Text-to-Speech (TTS): Transforming Written Words into Natural Speech
Summary
This post will cover Text to Speech
(TTS) we will explore:
- How TTS works
- The evolution of TTS from rule-based to deep learning models
- The key applications of TTS in modern AI
- How to implement TTS in Python using open-source libraries
- Voice cloning: replicating any voice using AI
- Multiple voices so we can text to speech a Shakespeare play
How Text-to-Speech Works
At a high level, TTS involves converting text input into spoken audio output. This process consists of three main stages:
1️⃣ Text Processing (Linguistic Analysis)
- The input text is broken down into phonemes (smallest units of sound).
- Sentence structure and punctuation are analyzed to determine intonation and pauses.
2️⃣ Acoustic Modeling
- This step predicts how each phoneme should sound by considering pitch, duration, and articulation.
- Early TTS systems used concatenative synthesis, where pre-recorded speech fragments were stitched together.
- Modern deep learning-based TTS relies on neural networks to generate highly realistic and expressive speech.
3️⃣ Waveform Generation
- This step converts the synthesized phonemes into a human-like voice.
- Deep learning models such as WaveNet, Tacotron, and VITS are widely used for this purpose.
Evolution of TTS Technology
Early Rule-Based Systems
- Based on hand-coded rules and phonetic dictionaries.
- Voices sounded robotic and unnatural.
Concatenative Synthesis (Pre-Recorded Speech)
- Uses recorded speech units.
- Produces higher quality but limited flexibility.

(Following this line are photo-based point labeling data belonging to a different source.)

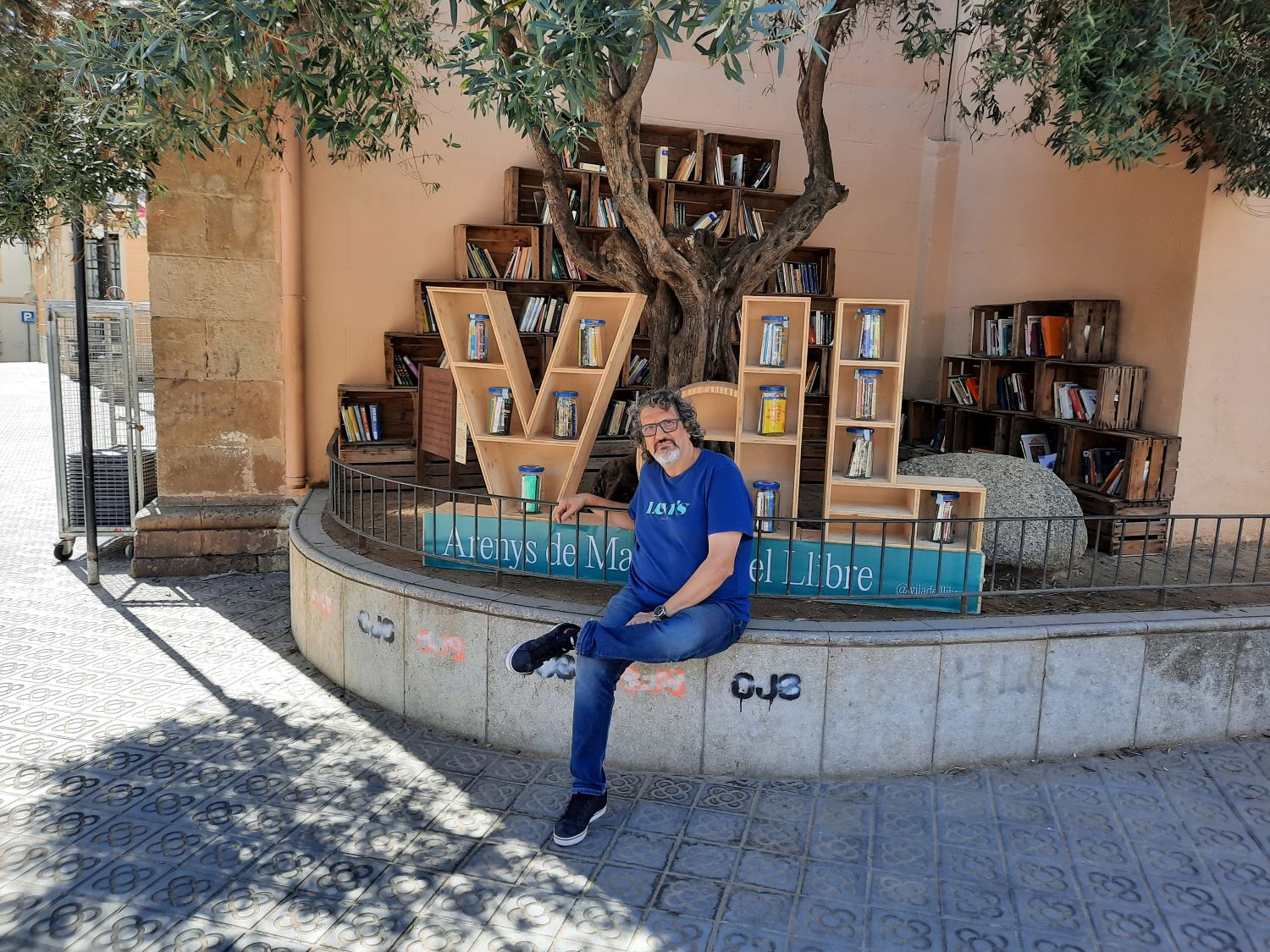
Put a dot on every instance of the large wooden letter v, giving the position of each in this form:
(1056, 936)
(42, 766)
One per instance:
(531, 438)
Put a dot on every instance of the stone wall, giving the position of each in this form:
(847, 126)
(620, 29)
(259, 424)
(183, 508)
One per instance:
(216, 302)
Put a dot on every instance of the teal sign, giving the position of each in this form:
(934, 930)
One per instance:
(835, 570)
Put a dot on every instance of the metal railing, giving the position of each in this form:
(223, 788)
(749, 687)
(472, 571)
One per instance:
(1084, 555)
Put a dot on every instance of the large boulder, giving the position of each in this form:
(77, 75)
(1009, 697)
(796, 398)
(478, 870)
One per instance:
(1015, 487)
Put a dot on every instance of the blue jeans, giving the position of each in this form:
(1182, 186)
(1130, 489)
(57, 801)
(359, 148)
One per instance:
(607, 647)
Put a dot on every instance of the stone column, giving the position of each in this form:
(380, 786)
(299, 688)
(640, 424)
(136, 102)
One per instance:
(216, 304)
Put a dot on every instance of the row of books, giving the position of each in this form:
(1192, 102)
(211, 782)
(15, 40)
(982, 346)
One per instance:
(799, 278)
(1013, 393)
(361, 423)
(543, 314)
(480, 263)
(964, 388)
(637, 371)
(1074, 403)
(615, 419)
(607, 215)
(1104, 470)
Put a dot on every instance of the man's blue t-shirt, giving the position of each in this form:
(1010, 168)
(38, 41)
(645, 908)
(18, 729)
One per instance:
(675, 517)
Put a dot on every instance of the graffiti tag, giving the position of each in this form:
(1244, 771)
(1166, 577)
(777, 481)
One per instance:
(449, 647)
(378, 629)
(787, 687)
(663, 680)
(320, 602)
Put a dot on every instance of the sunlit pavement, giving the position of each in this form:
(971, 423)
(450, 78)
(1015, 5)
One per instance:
(174, 776)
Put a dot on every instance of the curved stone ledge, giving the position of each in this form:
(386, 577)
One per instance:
(878, 697)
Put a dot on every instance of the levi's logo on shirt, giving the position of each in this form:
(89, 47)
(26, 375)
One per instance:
(676, 508)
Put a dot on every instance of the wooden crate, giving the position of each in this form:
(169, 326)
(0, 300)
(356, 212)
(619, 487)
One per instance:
(500, 240)
(696, 201)
(398, 423)
(525, 195)
(978, 429)
(681, 141)
(1122, 388)
(980, 317)
(1092, 332)
(1151, 462)
(958, 366)
(1123, 528)
(756, 151)
(820, 256)
(769, 206)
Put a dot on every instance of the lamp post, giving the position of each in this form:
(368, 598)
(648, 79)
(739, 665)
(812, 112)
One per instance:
(86, 399)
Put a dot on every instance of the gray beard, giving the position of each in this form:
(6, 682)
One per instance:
(668, 456)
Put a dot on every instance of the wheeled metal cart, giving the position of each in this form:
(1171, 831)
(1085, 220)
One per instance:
(124, 457)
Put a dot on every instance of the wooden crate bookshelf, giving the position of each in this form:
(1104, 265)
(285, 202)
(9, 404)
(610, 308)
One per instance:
(756, 151)
(960, 366)
(1092, 330)
(500, 241)
(978, 429)
(530, 441)
(398, 423)
(1150, 462)
(980, 315)
(995, 370)
(775, 457)
(698, 201)
(678, 140)
(1122, 388)
(823, 261)
(525, 197)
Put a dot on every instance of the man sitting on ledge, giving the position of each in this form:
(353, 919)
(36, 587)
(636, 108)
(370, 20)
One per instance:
(688, 589)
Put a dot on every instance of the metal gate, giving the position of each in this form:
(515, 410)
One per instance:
(121, 376)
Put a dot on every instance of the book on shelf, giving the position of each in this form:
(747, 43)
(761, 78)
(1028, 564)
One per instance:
(607, 215)
(1034, 446)
(799, 278)
(563, 267)
(820, 329)
(541, 314)
(998, 334)
(404, 371)
(1074, 403)
(637, 371)
(361, 423)
(1046, 335)
(1013, 393)
(751, 221)
(964, 388)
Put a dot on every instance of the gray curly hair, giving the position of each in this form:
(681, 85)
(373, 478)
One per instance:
(663, 399)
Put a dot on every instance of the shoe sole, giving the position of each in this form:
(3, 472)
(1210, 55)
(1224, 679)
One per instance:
(569, 840)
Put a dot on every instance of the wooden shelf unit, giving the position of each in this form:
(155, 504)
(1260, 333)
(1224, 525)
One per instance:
(500, 241)
(775, 457)
(530, 441)
(398, 424)
(756, 151)
(525, 197)
(1122, 388)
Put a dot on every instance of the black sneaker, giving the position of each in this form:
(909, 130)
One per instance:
(530, 655)
(572, 825)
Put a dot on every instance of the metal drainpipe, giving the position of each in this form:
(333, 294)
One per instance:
(290, 248)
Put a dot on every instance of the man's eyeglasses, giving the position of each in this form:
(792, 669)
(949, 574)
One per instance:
(650, 429)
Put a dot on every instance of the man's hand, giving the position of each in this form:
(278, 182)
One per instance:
(569, 507)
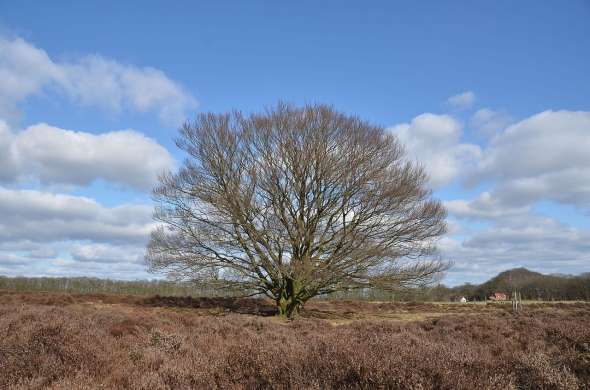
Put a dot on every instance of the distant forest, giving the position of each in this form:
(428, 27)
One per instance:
(531, 285)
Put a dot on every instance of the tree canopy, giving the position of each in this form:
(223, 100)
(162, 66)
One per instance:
(295, 202)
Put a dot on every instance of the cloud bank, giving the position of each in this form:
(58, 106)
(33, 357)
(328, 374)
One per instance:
(92, 80)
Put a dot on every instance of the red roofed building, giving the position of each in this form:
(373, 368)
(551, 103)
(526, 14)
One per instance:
(498, 297)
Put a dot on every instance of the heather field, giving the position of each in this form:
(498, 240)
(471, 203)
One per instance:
(76, 341)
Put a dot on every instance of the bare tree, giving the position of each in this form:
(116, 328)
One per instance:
(293, 203)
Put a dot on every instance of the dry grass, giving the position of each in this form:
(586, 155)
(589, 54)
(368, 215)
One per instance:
(61, 341)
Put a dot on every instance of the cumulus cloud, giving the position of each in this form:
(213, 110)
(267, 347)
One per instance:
(487, 122)
(435, 142)
(462, 100)
(41, 217)
(107, 253)
(533, 241)
(26, 70)
(57, 156)
(545, 156)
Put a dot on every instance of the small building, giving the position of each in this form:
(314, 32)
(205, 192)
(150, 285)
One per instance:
(498, 296)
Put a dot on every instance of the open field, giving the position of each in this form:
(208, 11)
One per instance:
(75, 341)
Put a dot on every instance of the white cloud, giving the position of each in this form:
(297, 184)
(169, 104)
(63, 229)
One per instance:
(487, 122)
(26, 70)
(545, 156)
(435, 142)
(107, 253)
(57, 156)
(534, 242)
(41, 217)
(462, 100)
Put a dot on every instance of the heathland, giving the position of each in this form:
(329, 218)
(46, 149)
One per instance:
(85, 341)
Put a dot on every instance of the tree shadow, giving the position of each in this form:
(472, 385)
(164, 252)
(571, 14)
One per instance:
(253, 306)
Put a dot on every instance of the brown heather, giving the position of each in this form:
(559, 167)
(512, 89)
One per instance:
(61, 341)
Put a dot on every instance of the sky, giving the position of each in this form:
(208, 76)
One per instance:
(493, 98)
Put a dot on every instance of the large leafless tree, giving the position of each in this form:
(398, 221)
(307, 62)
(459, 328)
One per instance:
(292, 203)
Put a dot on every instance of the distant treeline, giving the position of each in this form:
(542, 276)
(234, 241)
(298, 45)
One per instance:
(531, 285)
(86, 285)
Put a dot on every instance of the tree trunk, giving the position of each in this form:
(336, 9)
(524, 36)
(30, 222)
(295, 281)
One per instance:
(291, 298)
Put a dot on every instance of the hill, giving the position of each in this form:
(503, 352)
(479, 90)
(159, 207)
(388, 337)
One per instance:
(532, 285)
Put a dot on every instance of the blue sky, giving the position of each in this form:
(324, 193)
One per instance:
(493, 98)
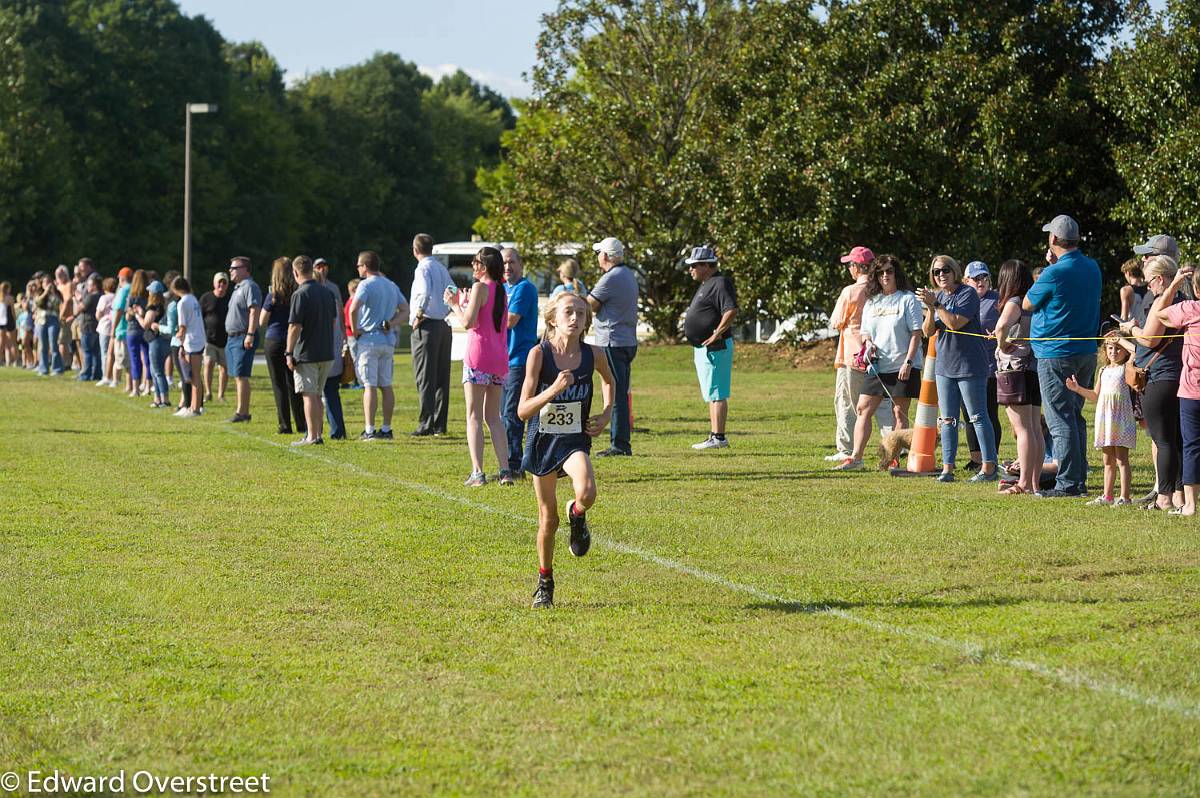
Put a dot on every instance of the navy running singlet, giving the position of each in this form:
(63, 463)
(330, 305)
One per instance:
(562, 424)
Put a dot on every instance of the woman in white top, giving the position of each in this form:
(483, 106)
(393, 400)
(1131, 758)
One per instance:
(891, 330)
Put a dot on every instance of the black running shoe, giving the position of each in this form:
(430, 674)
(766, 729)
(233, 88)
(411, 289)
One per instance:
(581, 537)
(544, 597)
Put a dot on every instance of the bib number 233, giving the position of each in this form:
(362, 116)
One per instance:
(562, 418)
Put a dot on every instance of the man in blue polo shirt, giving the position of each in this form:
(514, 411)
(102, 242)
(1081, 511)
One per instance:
(522, 337)
(1066, 304)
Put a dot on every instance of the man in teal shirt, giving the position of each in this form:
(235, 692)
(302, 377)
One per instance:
(1066, 305)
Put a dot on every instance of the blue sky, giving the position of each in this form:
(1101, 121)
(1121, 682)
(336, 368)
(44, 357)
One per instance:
(492, 41)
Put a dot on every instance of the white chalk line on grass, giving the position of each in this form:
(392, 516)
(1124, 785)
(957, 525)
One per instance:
(1069, 677)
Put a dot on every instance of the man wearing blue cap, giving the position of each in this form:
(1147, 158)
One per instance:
(707, 325)
(1066, 305)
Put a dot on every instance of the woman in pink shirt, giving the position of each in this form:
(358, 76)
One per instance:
(1186, 318)
(483, 311)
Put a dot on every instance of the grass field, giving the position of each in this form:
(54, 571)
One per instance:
(192, 598)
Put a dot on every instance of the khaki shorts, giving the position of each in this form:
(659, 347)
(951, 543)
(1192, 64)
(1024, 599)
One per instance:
(310, 377)
(120, 354)
(214, 353)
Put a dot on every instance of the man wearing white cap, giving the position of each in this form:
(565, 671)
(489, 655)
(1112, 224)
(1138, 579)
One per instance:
(707, 325)
(613, 299)
(1066, 305)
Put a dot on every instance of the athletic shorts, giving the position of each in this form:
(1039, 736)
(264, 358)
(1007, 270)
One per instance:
(121, 353)
(891, 383)
(714, 370)
(310, 377)
(477, 377)
(213, 353)
(240, 360)
(373, 364)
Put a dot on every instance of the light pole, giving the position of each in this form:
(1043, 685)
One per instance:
(189, 109)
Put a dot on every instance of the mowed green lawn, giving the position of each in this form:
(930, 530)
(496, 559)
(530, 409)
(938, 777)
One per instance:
(192, 598)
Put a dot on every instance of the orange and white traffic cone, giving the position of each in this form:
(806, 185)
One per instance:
(924, 429)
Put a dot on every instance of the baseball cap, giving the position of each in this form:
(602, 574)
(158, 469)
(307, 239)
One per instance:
(701, 255)
(1062, 227)
(1159, 245)
(610, 246)
(858, 255)
(977, 269)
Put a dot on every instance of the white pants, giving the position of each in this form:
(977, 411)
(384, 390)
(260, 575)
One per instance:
(846, 389)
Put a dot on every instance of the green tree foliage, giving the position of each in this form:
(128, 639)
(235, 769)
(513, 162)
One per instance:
(619, 138)
(1152, 87)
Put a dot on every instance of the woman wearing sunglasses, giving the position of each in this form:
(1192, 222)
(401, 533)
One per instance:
(961, 366)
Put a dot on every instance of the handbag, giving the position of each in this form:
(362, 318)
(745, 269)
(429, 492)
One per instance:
(1012, 387)
(1137, 378)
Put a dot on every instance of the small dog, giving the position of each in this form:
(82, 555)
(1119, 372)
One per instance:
(895, 443)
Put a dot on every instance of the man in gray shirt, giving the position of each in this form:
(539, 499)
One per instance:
(431, 339)
(241, 327)
(613, 299)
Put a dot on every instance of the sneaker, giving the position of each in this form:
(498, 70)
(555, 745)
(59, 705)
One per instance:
(581, 537)
(544, 597)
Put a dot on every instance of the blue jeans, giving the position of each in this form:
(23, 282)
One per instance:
(89, 342)
(334, 407)
(621, 360)
(160, 349)
(49, 359)
(954, 393)
(513, 424)
(1065, 415)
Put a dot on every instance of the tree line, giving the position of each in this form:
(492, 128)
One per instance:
(787, 132)
(91, 145)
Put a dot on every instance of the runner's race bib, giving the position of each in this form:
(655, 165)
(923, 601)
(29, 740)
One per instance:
(562, 418)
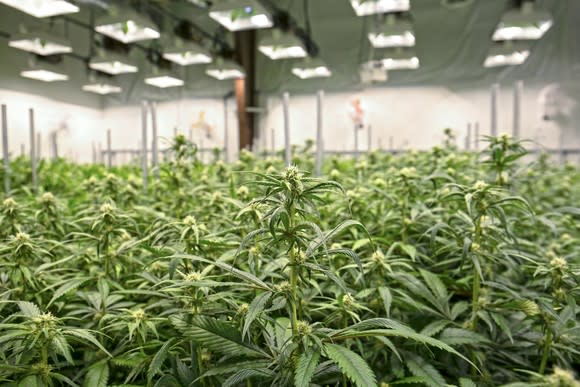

Statistical Parametric Synthesis (HMM & DNN-Based)
- Uses machine learning models to generate speech dynamically.
- More flexible than concatenative synthesis but less natural.
Neural TTS (WaveNet, Tacotron, FastSpeech, VITS)
- Deep learning models that mimic human speech patterns.
- Can generate expressive, emotionally rich speech.
Applications of Text-to-Speech
- Accessibility – Screen readers (e.g., NVDA, JAWS) help visually impaired users.
- Voice Assistants – Siri, Google Assistant, Alexa use TTS for human-like conversations.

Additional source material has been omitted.